Turned out she had broken her leg and she now sports a big scar where they had to operate and put pins in both her leg and ankle.
She was back riding within three months. It did not slow her down creatively either.
In fact, it was a lot like a few years back, when she was recovering from an operation to correct Chiari malformation, where a part of the brain (the cerebellum) at the back of the skull bulges through a normal opening in the skull where it joins the spinal canal.
As it did then, the enforced isolation and inactivity made her voice and song-writing much stronger and more focused.
She has released three singles, Somewhere, Take the Pain Away and Wild & Free last September, which will soon have an accompanying video. The song debuted on the Breeze radio station on release day and made No 1 on the New Zealand country charts and seventh of all genres on iTunes.
A recent music review described her voice as having a Nashville sound with an organic blend of country, pop and rock.
She was due to record some of her songs in Australia, but the closed borders and quarantine put paid to that, which means she may have to do it in New Zealand.
"I have no idea when. But I'm not worried. Things happen for a reason. I'm a great believer in that. It will all happen when it’s supposed to."
If the pandemic and accident hadn't happened, she said she probably wouldn't have taken up other public speaking engagements, such as the Otago Equine Expo last year.
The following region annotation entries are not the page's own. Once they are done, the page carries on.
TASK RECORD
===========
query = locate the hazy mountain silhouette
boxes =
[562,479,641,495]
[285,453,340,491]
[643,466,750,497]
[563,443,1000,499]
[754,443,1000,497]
She was even the MC at the Millers Flat rodeo recently, where she was asked to step in at the last moment.
More used to setting up a microphone and singing in front of it than talking into it, these gigs have produced new challenges that she has embraced.
"If I hadn’t broken my leg I wouldn't have written the songs I did and I would have never talked on a mike. Without it, I wouldn’t have doors opening now.
"I’ve been around rodeos hundreds of times to sing. Singing’s different. Talking in public is a whole lot different. It’s like I’ve stepped into another role."